Put simply, complete fidelity to end-to-end may cause users to embrace the digital equivalent of gated communities. Gated communities offer safety and stability to residents and a manager to complain to when something goes wrong. But from a generative standpoint, digital gated communities are prisons. Their confinement is less than obvious because what they block is generative possibility: the ability of outsiders to offer code and services to users, giving users and producers an opportunity to influence the future without a regulator’s permission. If digital gated communities become the norm, highly skilled Internet users of the sort who predominated in the mid-1980s will still be able to enjoy generative computing on platforms that are not locked down, but the rest of the public will not be brought along for the ride. For those using locked-down endpoints, the freedom in the middle of the network is meaningless.
Zittrain concludes that the best course is to “try to maintain the fundamental generativity of the existing grid while taking seriously the problems that fuel enemies of the Internet free-for-all. It requires charting an intermediate course to make the grid more secure — and to make some activities to which regulators object more regulable — in order to continue to enable the rapid deployment of the sort of amateur programming that has made the Internet such a stunning success.” It’s not a question, in other words, of whether there will be limits. There will be. It’s a question of where those limits will be imposed and who will impose them.
That’s the best argument I’ve heard that web suppression is actually liberation. Zittrain should try his hand at proving “war is peace,” “slavery is freedom” and “ignorance is strength” next because I think the USA PATRIOT Act failed to made a strong enough case for those three. Yet if a weak argument is sufficient to override the guaranteed freedoms of the U.S. Constitution, a strong argument like Zittrain’s should be able to override the impartiality of the Internet, all things being equal.
Yet, all things are not equal. The difference between classic government and Internet regulation is that, with the later, we have a choice. A small group of corrupt bureaucrats has a monopoly on classic government because they have the means of enabling that monopoly, but on the Internet, no such means exists. Proof of that concept is the Millenium Act‘s utter failure to control P2P file sharing. Even if the governments of the world teamed up to force physical controls on every pathway of the WWW, there are already a dozen other potentially global networks in place that can bypass the Internet completely, and more communication technology on the way.

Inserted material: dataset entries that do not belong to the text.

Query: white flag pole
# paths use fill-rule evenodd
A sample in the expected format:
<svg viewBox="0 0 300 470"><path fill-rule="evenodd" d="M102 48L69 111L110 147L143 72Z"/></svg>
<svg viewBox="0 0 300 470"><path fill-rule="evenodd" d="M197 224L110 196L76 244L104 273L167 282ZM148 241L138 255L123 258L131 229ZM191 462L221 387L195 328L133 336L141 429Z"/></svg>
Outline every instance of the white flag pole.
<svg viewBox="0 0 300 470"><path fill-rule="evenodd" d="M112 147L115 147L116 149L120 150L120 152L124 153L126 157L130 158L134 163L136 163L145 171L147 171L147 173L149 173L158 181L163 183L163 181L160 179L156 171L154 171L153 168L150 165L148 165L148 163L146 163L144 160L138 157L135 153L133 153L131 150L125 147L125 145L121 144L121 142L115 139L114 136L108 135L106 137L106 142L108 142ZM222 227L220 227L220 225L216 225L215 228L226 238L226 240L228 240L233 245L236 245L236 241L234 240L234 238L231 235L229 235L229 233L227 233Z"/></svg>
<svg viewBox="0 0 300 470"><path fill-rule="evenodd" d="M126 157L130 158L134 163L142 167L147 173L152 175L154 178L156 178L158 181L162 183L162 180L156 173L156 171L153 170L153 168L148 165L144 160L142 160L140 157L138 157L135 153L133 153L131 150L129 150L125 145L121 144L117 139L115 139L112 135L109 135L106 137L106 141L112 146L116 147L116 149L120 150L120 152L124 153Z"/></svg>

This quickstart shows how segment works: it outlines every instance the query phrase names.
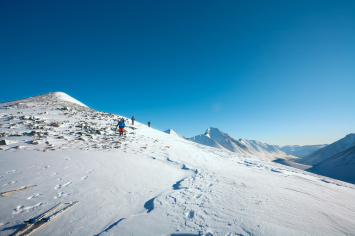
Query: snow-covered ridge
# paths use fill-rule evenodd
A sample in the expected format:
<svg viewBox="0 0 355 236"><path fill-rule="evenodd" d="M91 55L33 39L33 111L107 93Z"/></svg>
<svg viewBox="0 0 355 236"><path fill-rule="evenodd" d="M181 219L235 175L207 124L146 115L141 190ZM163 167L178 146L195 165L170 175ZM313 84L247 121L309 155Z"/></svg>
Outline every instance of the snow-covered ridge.
<svg viewBox="0 0 355 236"><path fill-rule="evenodd" d="M184 138L184 137L182 137L180 134L176 133L172 129L165 130L164 133L167 133L167 134L170 134L170 135L173 135L173 136L176 136L176 137Z"/></svg>
<svg viewBox="0 0 355 236"><path fill-rule="evenodd" d="M309 171L355 184L355 146L322 161Z"/></svg>
<svg viewBox="0 0 355 236"><path fill-rule="evenodd" d="M200 145L138 121L126 122L126 136L119 137L121 116L56 97L0 108L0 192L36 186L1 198L1 235L15 235L25 220L75 201L36 235L355 232L352 184Z"/></svg>
<svg viewBox="0 0 355 236"><path fill-rule="evenodd" d="M0 103L0 150L110 150L120 117L88 108L65 93ZM126 119L126 118L125 118ZM127 119L126 119L127 120ZM140 125L137 122L137 125ZM134 127L127 128L133 131Z"/></svg>
<svg viewBox="0 0 355 236"><path fill-rule="evenodd" d="M33 104L33 103L35 103L35 104ZM39 103L47 104L49 106L53 106L55 104L61 103L62 105L67 105L67 106L79 105L81 107L87 108L87 106L85 104L83 104L82 102L76 100L75 98L73 98L63 92L46 93L46 94L41 94L41 95L29 97L29 98L3 102L3 103L0 103L0 106L17 105L19 107L23 107L26 105L27 106L36 105Z"/></svg>
<svg viewBox="0 0 355 236"><path fill-rule="evenodd" d="M50 94L53 95L54 97L57 97L57 98L63 100L63 101L72 102L72 103L78 104L80 106L87 107L85 104L83 104L82 102L79 102L78 100L76 100L75 98L69 96L66 93L55 92L55 93L50 93Z"/></svg>
<svg viewBox="0 0 355 236"><path fill-rule="evenodd" d="M346 135L344 138L304 157L299 162L306 165L316 165L353 146L355 146L355 133Z"/></svg>
<svg viewBox="0 0 355 236"><path fill-rule="evenodd" d="M296 157L278 150L273 145L256 140L236 140L227 133L223 133L219 129L212 127L208 128L204 135L197 135L195 137L188 138L188 140L206 146L227 149L243 156L252 156L268 160L276 160L279 158L296 159Z"/></svg>

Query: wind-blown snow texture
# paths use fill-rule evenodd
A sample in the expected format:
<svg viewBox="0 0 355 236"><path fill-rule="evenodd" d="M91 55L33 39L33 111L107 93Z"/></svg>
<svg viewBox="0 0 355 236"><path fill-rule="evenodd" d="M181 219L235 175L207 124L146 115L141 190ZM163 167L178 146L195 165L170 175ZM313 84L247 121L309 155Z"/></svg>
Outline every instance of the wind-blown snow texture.
<svg viewBox="0 0 355 236"><path fill-rule="evenodd" d="M228 134L223 133L217 128L209 128L204 135L197 135L188 140L219 149L227 149L242 156L253 156L267 160L277 159L297 159L288 155L273 145L262 143L255 140L239 139L235 140Z"/></svg>
<svg viewBox="0 0 355 236"><path fill-rule="evenodd" d="M286 145L286 146L278 146L278 145L274 145L277 149L296 156L296 157L305 157L308 156L312 153L314 153L315 151L318 151L321 148L324 148L325 146L327 146L327 144L319 144L319 145L304 145L304 146L300 146L300 145Z"/></svg>
<svg viewBox="0 0 355 236"><path fill-rule="evenodd" d="M41 95L0 104L0 235L59 202L36 235L352 235L355 186L241 157ZM139 120L139 118L138 118ZM241 144L246 145L247 142ZM250 144L252 145L252 144Z"/></svg>

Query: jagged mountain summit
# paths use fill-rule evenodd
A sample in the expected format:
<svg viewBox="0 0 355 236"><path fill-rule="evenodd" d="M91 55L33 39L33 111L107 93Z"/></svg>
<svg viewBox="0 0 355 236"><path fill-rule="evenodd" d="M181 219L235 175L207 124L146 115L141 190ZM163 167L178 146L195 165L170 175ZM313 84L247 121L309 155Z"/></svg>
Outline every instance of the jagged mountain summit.
<svg viewBox="0 0 355 236"><path fill-rule="evenodd" d="M216 141L214 141L213 139L211 139L210 137L208 137L204 134L196 135L195 137L192 137L192 138L187 138L187 140L190 140L192 142L199 143L202 145L218 148L218 149L226 149L221 144L217 143ZM226 150L228 150L228 149L226 149Z"/></svg>
<svg viewBox="0 0 355 236"><path fill-rule="evenodd" d="M267 160L276 159L296 159L292 155L288 155L275 148L273 145L262 143L256 140L239 139L230 137L227 133L223 133L217 128L208 128L203 135L197 135L188 140L211 146L219 149L227 149L231 152L238 153L243 156L253 156Z"/></svg>
<svg viewBox="0 0 355 236"><path fill-rule="evenodd" d="M302 158L301 160L299 160L299 162L302 164L313 166L353 146L355 146L355 133L346 135L344 138Z"/></svg>
<svg viewBox="0 0 355 236"><path fill-rule="evenodd" d="M19 234L22 222L59 203L77 204L36 234L355 232L352 184L138 121L120 137L120 118L50 94L0 103L0 235Z"/></svg>
<svg viewBox="0 0 355 236"><path fill-rule="evenodd" d="M303 158L305 156L308 156L308 155L314 153L315 151L318 151L321 148L324 148L327 145L328 144L304 145L304 146L300 146L300 145L286 145L286 146L274 145L274 146L277 149L279 149L287 154Z"/></svg>

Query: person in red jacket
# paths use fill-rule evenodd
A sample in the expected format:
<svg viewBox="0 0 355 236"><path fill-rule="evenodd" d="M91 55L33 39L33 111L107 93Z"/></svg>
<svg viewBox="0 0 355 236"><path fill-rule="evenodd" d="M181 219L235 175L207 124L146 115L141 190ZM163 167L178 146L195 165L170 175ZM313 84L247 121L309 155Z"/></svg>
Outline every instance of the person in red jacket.
<svg viewBox="0 0 355 236"><path fill-rule="evenodd" d="M118 121L118 123L116 125L116 130L117 130L117 127L118 127L119 128L118 130L120 131L120 136L123 135L125 126L126 126L126 124L124 123L124 119L121 119L120 121Z"/></svg>

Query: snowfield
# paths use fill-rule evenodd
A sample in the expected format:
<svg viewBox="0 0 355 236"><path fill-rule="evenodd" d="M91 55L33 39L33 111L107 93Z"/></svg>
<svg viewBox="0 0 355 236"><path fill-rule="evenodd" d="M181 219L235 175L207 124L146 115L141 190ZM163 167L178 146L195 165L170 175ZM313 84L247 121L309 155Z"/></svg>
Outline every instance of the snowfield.
<svg viewBox="0 0 355 236"><path fill-rule="evenodd" d="M69 95L0 103L0 235L355 235L355 185L201 145ZM77 102L75 102L77 101ZM139 118L138 118L139 120Z"/></svg>

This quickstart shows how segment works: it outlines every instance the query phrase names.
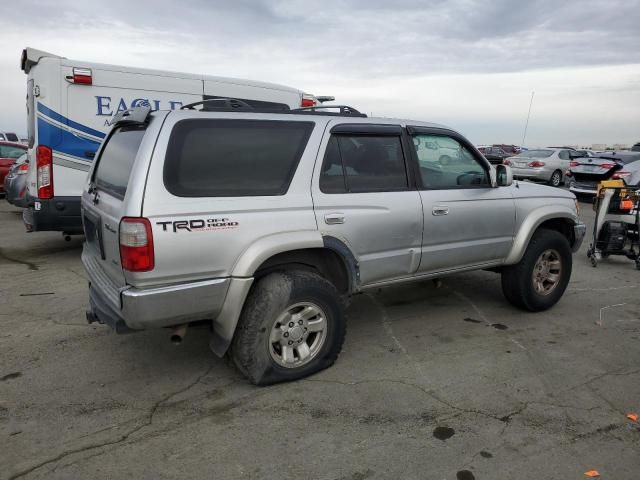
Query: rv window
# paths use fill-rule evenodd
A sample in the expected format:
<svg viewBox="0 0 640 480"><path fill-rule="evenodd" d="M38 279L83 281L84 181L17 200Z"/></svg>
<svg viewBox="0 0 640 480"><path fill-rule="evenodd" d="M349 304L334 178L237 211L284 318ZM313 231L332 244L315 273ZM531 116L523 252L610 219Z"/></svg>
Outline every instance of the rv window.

Perhaps the most controversial of these upcoming global network tools is non-local quantum entanglement, a technology that was heralded by Luddites, until recently, as “wishful thinking.” Quantum communication has now been shown to enable transfer of data with no medium, thus creating a situation where no method of blocking or tapping the communiqué exists. To generate commercial demand for quantum communication on a global level, all we need is for someone to attempt control of the Internet.
I welcome Zittrain’s argument and hope it prompts bureaucrats to expurgate the web because the only self-defeating action one can take in regard to global communication is an attempt to regulate the Internet itself.